Para superar las limitaciones y los bajos rendimientos que producen los métodos de transformación mediada por transposones y Cre-loxP, se ha utilizado recientemente el bacteriófago ΦC31. Recientes estudios innovadores implican la microinyección de la integrasa del bacteriófago ΦC31, que muestra una inserción transgénica mejorada de fragmentos de ADN grandes que no pueden transponerse solo con elementos P. Este método implica la recombinación entre un sitio de unión (attP) en el fago y un sitio de unión en el genoma del huésped bacteriano (attB). En comparación con los métodos habituales de inserción de transgenes de elementos P, ΦC31 integra el vector transgénico completo, incluidas las secuencias bacterianas y los genes de resistencia a los antibióticos. Desafortunadamente, se ha encontrado que la presencia de estas inserciones adicionales afecta el nivel y la reproducibilidad de la expresión transgénica.

Uso en ganadería y acuicultura

Una aplicación agrícola es criar animales de forma selectiva para rasgos particulares: se ha producido ganado transgénico con un fenotipo muscular aumentado mediante la sobreexpresión de un ARN de horquilla corta con homología con el ARNm de miostatina utilizando ARN de interferencia. Los transgenes se están utilizando para producir leche con altos niveles de proteínas o seda a partir de la leche de las cabras. Otra aplicación agrícola es la cría selectiva de animales resistentes a enfermedades o animales para producción biofarmacéutica.

Potencial futuro

La aplicación de transgenes es un área de rápido crecimiento de la biología molecular. A partir de 2005 se predijo que en las próximas dos décadas se generarán 300.000 líneas de ratones transgénicos. Los investigadores han identificado muchas aplicaciones para los transgenes, particularmente en el campo de la medicina. Los científicos se están enfocando en el uso de transgenes para estudiar la función del genoma humano a fin de comprender mejor las enfermedades, adaptar órganos animales para trasplantarlos a humanos y producir productos farmacéuticos como la insulina, la hormona del crecimiento y los factores anticoagulantes de la sangre. de la leche de vacas transgénicas.

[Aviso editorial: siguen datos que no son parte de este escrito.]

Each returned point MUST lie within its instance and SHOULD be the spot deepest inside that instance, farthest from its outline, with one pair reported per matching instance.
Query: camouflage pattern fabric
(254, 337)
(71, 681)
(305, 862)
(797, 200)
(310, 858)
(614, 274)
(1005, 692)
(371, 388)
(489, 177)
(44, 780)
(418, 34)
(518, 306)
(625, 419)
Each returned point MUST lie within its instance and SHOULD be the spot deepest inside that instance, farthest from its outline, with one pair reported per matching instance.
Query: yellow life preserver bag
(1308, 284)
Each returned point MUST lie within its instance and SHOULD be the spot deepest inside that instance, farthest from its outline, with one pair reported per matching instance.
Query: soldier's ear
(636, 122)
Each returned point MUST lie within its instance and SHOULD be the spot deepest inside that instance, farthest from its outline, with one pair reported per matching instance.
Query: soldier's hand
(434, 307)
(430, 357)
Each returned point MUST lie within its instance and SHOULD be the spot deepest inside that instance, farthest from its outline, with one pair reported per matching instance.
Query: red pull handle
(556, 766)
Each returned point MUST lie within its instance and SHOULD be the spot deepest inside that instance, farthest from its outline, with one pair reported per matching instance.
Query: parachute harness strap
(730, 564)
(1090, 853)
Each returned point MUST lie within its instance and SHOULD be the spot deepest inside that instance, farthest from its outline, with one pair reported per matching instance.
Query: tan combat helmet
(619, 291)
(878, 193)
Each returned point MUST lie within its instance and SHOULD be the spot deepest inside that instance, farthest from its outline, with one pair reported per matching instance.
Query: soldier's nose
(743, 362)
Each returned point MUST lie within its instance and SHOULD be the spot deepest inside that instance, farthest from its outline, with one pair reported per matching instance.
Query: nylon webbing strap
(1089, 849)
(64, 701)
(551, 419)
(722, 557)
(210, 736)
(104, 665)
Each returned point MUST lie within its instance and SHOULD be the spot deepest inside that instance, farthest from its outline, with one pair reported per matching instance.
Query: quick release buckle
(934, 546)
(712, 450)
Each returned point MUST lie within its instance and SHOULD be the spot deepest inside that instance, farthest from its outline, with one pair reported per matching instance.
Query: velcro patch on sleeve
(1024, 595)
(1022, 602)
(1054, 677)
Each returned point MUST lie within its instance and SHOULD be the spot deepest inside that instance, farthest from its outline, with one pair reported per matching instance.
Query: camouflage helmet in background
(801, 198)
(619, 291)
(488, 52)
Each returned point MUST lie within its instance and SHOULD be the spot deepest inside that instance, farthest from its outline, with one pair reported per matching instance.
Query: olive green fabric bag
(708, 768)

A partir de 2004 había cinco mil enfermedades genéticas conocidas, y el potencial para tratar estas enfermedades utilizando animales transgénicos es, quizás, una de las aplicaciones más prometedoras de los transgenes. Existe la posibilidad de usar la terapia génica humana para reemplazar un gen mutado con una copia no mutada de un transgén para tratar el trastorno genético. Esto se puede hacer mediante el uso de Cre-Lox o knockout. Además, se están estudiando los trastornos genéticos mediante el uso de ratones, cerdos, conejos y ratas transgénicos. Se han creado conejos transgénicos para estudiar las arritmias cardíacas hereditarias, ya que el corazón del conejo se parece mucho más al corazón humano en comparación con el del ratón. Más recientemente, los científicos también han comenzado a utilizar cabras transgénicas para estudiar trastornos genéticos relacionados con la fertilidad.

Pueden usarse transgenes para xenotrasplantes de órganos de cerdo. A través del estudio del rechazo de xenoórganos, se encontró que ocurre un rechazo agudo del órgano trasplantado al contacto del órgano con la sangre del receptor debido al reconocimiento de anticuerpos extraños en las células endoteliales del órgano trasplantado. Los científicos han identificado el antígeno en cerdos que provoca esta reacción y, por lo tanto, pueden trasplantar el órgano sin un rechazo inmediato mediante la eliminación del antígeno. Sin embargo, el antígeno comienza a expresarse más tarde y se produce el rechazo. Por lo tanto, se están realizando más investigaciones. Microorganismos transgénicos capaces de producir proteínas catalíticas o enzimas que aumentan la velocidad de las reacciones industriales.

Controversia ética

Actualmente, el uso de transgenes en humanos está plagado de problemas. La transformación de genes en células humanas aún no se ha perfeccionado. El ejemplo más famoso de esto involucró a ciertos pacientes que desarrollaron leucemia de células T después de haber sido tratados por inmunodeficiencia combinada severa ligada al cromosoma X (X-SCID). Esto se atribuyó a la proximidad del gen insertado al promotor LMO2, que controla la transcripción del protooncogén LMO2.